During her keynote address on Tuesday, Department of Transportation Secretary Elaine Chao suggested one avenue. “Let me challenge you to step up, and help educate the public about this new technology,” she said. “That is so important, because without public acceptance automated technology will never reach its full potential.”
Chao appears to be onto something there. The public is primed to expect autonomous vehicles to be perfect. When the tech isn’t, people are surprised—and scared. Earlier that morning, Kristin Kolodge of the market research firm JD Power presented her findings on what consumers expect from AVs. “The car is meant for accidents not to happen,” one respondent told the firm. “[Accidents] Should never happen,” said another. For self-driving vehicle developers, that’s an unfortunate expectation. A person who expects infallible technology will be disappointed.

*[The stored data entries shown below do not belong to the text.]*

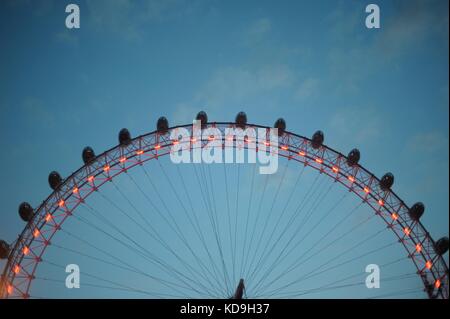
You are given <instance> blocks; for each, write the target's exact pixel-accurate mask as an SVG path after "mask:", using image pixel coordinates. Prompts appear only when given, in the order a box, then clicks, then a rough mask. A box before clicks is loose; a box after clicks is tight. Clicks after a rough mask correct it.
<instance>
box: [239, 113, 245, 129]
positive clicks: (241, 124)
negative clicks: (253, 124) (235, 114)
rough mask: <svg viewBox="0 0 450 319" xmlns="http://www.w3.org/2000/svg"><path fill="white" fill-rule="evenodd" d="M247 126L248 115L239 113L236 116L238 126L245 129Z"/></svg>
mask: <svg viewBox="0 0 450 319" xmlns="http://www.w3.org/2000/svg"><path fill="white" fill-rule="evenodd" d="M245 125H247V114H245V112H239V113H238V114H237V115H236V126H237V127H240V128H241V129H244V128H245Z"/></svg>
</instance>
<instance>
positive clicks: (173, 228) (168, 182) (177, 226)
mask: <svg viewBox="0 0 450 319" xmlns="http://www.w3.org/2000/svg"><path fill="white" fill-rule="evenodd" d="M158 164H159V165H160V170H161V171H162V172H163V174H164V176H165V179H166V181H167V182H168V183H169V185H170V187H171V188H172V191H173V193H174V194H175V196H176V198H177V200H178V202H179V203H180V205H181V206H182V208H183V209H184V213H185V215H186V216H187V217H188V220H189V222H190V223H191V225H192V226H193V222H192V219H191V217H190V215H189V213H188V212H187V210H186V207H185V206H184V204H183V203H182V201H181V200H180V198H179V196H178V193H177V192H176V190H175V188H174V186H173V184H172V182H171V180H170V179H169V176H168V175H167V173H166V172H165V170H164V168H163V167H162V165H161V163H160V162H159V161H158ZM141 167H142V169H143V170H144V174H145V175H146V177H147V180H148V181H149V183H150V184H151V186H152V187H153V190H154V191H155V193H156V195H157V196H158V198H159V200H160V201H161V203H162V205H163V207H164V208H165V210H166V211H167V213H168V214H169V217H170V218H171V220H172V222H173V223H174V226H175V228H176V230H175V229H174V228H173V227H172V225H170V223H168V222H167V219H166V218H165V217H164V215H163V214H162V213H161V212H160V211H159V210H157V212H158V214H159V215H160V216H161V217H163V219H164V220H165V221H166V223H168V224H169V227H170V228H171V229H172V230H173V231H174V232H175V233H176V234H177V236H178V237H179V239H180V240H181V241H182V243H183V245H185V246H186V248H187V249H188V250H189V252H190V253H191V255H192V256H193V257H194V259H195V261H196V262H197V263H198V265H199V266H200V268H201V269H202V270H203V271H204V272H205V274H204V275H202V277H203V278H204V279H205V280H206V281H207V282H208V283H209V284H210V285H212V286H214V284H213V282H211V280H210V279H209V277H207V274H209V275H210V276H213V278H214V275H212V273H211V272H210V270H209V269H208V267H206V266H205V265H204V264H203V262H202V261H201V259H200V258H199V257H198V255H197V254H196V253H195V251H194V249H193V248H192V247H191V245H189V241H188V240H187V239H186V237H185V236H184V233H183V231H182V230H181V228H180V226H179V224H178V222H177V221H176V219H175V218H174V216H173V214H172V213H171V211H170V209H169V207H168V205H167V204H166V201H165V200H164V198H163V197H162V196H161V194H160V192H159V191H158V189H157V187H156V186H155V185H154V183H153V181H152V180H151V178H150V176H149V174H148V172H147V170H146V168H145V167H144V166H141ZM129 177H130V178H131V176H129ZM134 184H135V185H138V184H137V183H134ZM138 188H139V187H138ZM141 193H144V194H145V192H144V191H142V190H141ZM144 197H147V196H144ZM153 206H154V205H153ZM193 228H194V229H195V227H194V226H193ZM196 273H198V271H196ZM216 289H217V287H216ZM219 290H220V289H219Z"/></svg>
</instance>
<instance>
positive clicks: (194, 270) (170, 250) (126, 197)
mask: <svg viewBox="0 0 450 319" xmlns="http://www.w3.org/2000/svg"><path fill="white" fill-rule="evenodd" d="M112 184H113V185H114V188H115V189H116V190H117V191H118V192H119V194H120V195H121V196H122V197H123V198H124V199H125V200H126V201H127V202H128V204H129V205H130V206H131V207H132V208H133V210H134V211H135V212H136V213H137V214H138V215H139V216H141V218H142V219H145V218H144V217H143V214H142V213H141V212H140V211H139V210H138V209H137V208H136V206H135V205H134V204H133V203H132V202H131V201H130V199H129V198H128V197H127V196H126V195H125V194H124V193H123V192H122V191H121V190H120V189H119V188H118V187H117V186H116V185H115V183H114V182H112ZM99 193H100V195H101V196H102V197H103V198H104V199H105V200H107V201H108V203H110V204H111V205H112V206H113V207H115V208H116V209H117V210H119V211H120V212H122V213H123V214H125V215H126V216H127V217H128V218H130V220H131V221H133V223H134V224H136V225H137V226H138V227H139V228H140V229H141V230H142V231H144V233H146V234H147V235H149V236H150V237H152V238H154V239H155V240H157V241H158V242H159V243H160V244H161V245H162V246H163V247H165V248H166V249H168V250H169V252H171V253H172V254H173V255H174V256H175V258H177V259H178V260H179V261H180V262H181V263H182V265H183V266H185V268H186V269H187V270H188V271H189V272H190V274H191V275H192V276H194V278H196V279H197V281H198V284H199V285H200V284H201V285H202V287H203V288H205V289H209V288H207V286H205V285H204V284H202V283H201V282H200V280H199V277H200V278H203V279H204V280H206V281H207V282H208V278H207V277H205V274H203V273H201V272H199V271H198V270H196V269H195V268H193V267H192V266H191V265H190V264H189V263H187V262H186V261H184V260H183V259H182V258H181V257H180V256H179V255H178V254H177V253H176V252H175V251H174V250H173V249H172V248H171V247H170V246H169V245H168V244H167V243H166V242H165V241H164V240H162V239H160V238H159V236H158V237H155V236H154V235H152V234H151V233H150V232H149V231H148V230H147V229H145V228H144V227H143V226H142V225H141V224H140V223H139V222H137V221H136V220H135V219H134V218H132V217H131V216H130V215H129V214H128V213H126V212H125V211H124V210H123V209H122V208H121V207H119V206H118V205H117V204H116V203H115V202H114V201H113V200H111V199H110V198H108V197H107V196H105V195H104V194H102V193H101V192H99ZM147 226H148V227H150V228H152V230H153V231H154V232H156V230H154V228H153V227H152V226H151V224H150V223H148V222H147ZM156 233H157V232H156ZM181 235H182V234H181ZM182 237H183V238H184V236H182ZM184 242H187V241H186V239H185V238H184ZM185 245H186V247H187V248H188V249H189V250H190V252H191V253H192V254H193V256H194V258H196V261H197V262H198V263H199V265H200V266H201V263H200V262H199V261H198V260H199V258H198V256H197V255H196V254H195V253H194V251H193V250H192V248H191V247H190V245H189V244H188V243H185ZM197 276H199V277H197Z"/></svg>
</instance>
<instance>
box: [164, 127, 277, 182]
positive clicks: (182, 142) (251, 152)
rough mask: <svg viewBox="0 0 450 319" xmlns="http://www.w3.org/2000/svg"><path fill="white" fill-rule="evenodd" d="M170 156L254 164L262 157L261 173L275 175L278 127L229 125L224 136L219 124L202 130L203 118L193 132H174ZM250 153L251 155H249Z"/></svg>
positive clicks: (202, 129) (222, 162)
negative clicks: (276, 127) (220, 129)
mask: <svg viewBox="0 0 450 319" xmlns="http://www.w3.org/2000/svg"><path fill="white" fill-rule="evenodd" d="M170 139H172V140H175V141H176V143H174V144H173V145H172V148H171V152H170V159H171V160H172V162H173V163H175V164H180V163H205V164H212V163H245V162H246V161H247V163H252V164H255V163H256V162H257V160H258V162H259V164H260V165H261V166H260V167H259V173H260V174H274V173H276V171H277V170H278V129H277V128H271V129H266V128H254V127H245V128H241V127H229V128H225V131H224V136H223V134H222V131H221V130H219V129H218V128H217V127H207V128H204V129H202V124H201V121H194V122H193V124H192V132H191V131H189V130H188V129H186V128H182V127H180V128H176V129H174V130H172V131H171V134H170ZM245 153H247V157H246V156H245Z"/></svg>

And when Americans are disappointed, they sue. JD Power’s survey found that more than half of respondents would be willing to pursue litigation if they were involved in an incident with a driverless car. The firm also surveyed liability lawyers across the nation, who predicted lawsuits involving self-driving vehicles would be way pricier than the average, in part because of the sheer breadth of sensitive data through which lawyers would have to sift during discovery.
So there is worry, and some soul-searching. Yet the deals continue. Down in the Hilton’s lobby, business hummed along, startup founders shaking hands with tech lobbyists and transportation researchers. The state of the autonomous vehicle industry is strong, and no one’s putting away the checkbook just yet. Since the first symposium kicked off in 2014—just four years ago!—attendance has ballooned by 200 percent. It’s up 12 percent since just last year. But the real action happens outside the San Francisco Union Square Hilton. Learning how to speak to the people out there will be an existential skill.